The Iowa House and Senate this week passed resolutions stressing the importance of Iowa’s trade relationship with Taiwan.

Representative Deborah Berry, a Democrat from Waterloo, read from the resolution: “Taiwan shares with the United States and the State of Iowa the common values of freedom, democracy and human rights and a commitment to the rule of law.”

Student protestors barricaded themselves inside Taiwan’s parliament this week to protest a pending trade deal with China. Critics say the deal will endanger Taiwan’s democratic traditions and divert capital investment to mainland China. There was no mention of the so-called “Sunflower Revolution” protests in the Iowa legislature this week, however. An official from Taiwan’s diplomatic post in Chicago spoke to state senators in Des Moines,  stressing Taiwan’s desire to join the Trans-Pacific Partnership, a trade pact that includes the U.S. as well as Australia.

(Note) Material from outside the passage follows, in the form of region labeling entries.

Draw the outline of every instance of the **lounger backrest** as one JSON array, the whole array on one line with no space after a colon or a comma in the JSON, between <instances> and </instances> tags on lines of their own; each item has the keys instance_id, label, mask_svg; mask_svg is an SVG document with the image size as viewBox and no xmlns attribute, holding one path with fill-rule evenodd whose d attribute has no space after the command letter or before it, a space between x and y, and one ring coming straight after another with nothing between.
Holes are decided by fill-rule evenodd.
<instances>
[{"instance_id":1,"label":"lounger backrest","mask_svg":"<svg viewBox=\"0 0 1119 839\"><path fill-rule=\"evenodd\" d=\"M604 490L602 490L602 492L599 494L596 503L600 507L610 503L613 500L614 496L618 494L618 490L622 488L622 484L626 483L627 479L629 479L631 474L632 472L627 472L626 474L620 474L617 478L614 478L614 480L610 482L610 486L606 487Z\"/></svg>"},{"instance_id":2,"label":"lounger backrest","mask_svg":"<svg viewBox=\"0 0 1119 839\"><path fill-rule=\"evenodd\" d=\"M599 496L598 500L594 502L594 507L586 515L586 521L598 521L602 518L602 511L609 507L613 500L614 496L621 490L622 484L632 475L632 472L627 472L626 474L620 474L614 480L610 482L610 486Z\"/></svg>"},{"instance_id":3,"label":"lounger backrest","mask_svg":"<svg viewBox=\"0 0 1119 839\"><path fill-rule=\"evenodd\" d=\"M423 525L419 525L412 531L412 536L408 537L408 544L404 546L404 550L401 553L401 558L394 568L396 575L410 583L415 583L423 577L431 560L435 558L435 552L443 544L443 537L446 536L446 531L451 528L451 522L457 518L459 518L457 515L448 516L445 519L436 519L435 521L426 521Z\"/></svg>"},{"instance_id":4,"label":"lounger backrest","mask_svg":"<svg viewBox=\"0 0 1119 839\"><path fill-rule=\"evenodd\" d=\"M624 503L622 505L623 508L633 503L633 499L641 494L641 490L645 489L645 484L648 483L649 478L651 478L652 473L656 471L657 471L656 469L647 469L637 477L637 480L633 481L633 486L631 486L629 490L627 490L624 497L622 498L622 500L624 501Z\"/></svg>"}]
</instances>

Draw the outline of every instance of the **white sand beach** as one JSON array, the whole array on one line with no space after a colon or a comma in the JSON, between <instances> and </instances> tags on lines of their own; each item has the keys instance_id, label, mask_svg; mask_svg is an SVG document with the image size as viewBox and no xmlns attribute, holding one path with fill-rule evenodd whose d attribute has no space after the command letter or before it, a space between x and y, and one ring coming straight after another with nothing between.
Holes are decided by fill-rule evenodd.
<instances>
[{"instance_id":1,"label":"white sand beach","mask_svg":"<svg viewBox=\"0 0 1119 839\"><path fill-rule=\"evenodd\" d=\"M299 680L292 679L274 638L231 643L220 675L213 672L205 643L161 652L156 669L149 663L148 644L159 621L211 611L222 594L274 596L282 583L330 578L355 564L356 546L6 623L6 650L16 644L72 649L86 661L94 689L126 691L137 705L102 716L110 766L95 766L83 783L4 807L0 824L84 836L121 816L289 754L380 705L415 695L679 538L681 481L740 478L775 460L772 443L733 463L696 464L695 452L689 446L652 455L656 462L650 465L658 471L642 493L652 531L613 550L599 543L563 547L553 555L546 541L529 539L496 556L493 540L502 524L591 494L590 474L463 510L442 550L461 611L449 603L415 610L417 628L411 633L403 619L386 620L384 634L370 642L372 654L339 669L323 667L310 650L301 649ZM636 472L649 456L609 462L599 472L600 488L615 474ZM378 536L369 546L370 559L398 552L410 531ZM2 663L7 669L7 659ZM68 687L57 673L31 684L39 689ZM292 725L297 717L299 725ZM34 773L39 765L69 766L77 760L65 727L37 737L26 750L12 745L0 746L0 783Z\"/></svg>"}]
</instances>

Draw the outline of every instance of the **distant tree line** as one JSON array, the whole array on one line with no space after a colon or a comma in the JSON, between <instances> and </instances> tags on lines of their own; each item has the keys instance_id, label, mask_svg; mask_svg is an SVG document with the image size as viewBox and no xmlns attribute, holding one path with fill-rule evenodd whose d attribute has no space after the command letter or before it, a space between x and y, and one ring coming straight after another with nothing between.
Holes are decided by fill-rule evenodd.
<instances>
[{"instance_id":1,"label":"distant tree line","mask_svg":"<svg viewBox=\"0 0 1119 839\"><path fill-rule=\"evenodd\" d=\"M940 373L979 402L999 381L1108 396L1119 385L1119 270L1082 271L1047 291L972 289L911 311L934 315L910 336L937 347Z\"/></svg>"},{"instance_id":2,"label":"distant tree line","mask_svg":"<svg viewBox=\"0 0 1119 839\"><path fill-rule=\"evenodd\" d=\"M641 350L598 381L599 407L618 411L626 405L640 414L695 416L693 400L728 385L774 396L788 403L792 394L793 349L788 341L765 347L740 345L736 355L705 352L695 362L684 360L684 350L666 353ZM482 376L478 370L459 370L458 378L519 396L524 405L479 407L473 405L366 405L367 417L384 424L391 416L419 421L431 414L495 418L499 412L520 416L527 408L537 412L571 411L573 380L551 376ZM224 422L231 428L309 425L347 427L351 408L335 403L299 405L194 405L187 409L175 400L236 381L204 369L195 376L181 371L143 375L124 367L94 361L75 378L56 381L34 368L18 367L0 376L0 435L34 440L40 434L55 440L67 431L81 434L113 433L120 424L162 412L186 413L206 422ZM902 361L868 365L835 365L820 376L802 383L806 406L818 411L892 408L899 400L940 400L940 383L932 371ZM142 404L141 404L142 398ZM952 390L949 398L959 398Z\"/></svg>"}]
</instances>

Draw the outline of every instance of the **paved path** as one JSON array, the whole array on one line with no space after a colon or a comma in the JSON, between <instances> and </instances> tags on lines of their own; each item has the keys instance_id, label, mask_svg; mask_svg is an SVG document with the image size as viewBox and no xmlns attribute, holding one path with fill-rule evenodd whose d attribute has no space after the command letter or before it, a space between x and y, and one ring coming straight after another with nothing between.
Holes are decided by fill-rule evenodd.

“Taiwan and the U.S. are great and strong economic partners,” said Director General Baushuan Ger of the Taipei Economic and Cultural Office in Chicago. “…We believe that trade and investment between our two countries will increase…and I believe Iowa will benefit accordingly.”

The Trans-Pacific Partnership trade deal also includes Mexico and Canada as well as Japan and Vietnam. The South American countries of Chile and Peru are part of it, too.

Last month officials from Taiwan and China held government-to-government talks for the first time since 1949. Taiwan is a former dictatorship that made a peaceful transition to democracy in the late 1980s. Taiwan and China have been ruled separately since the Communists took power on the mainland 65 years ago. However, China considers Taiwan a renegade province.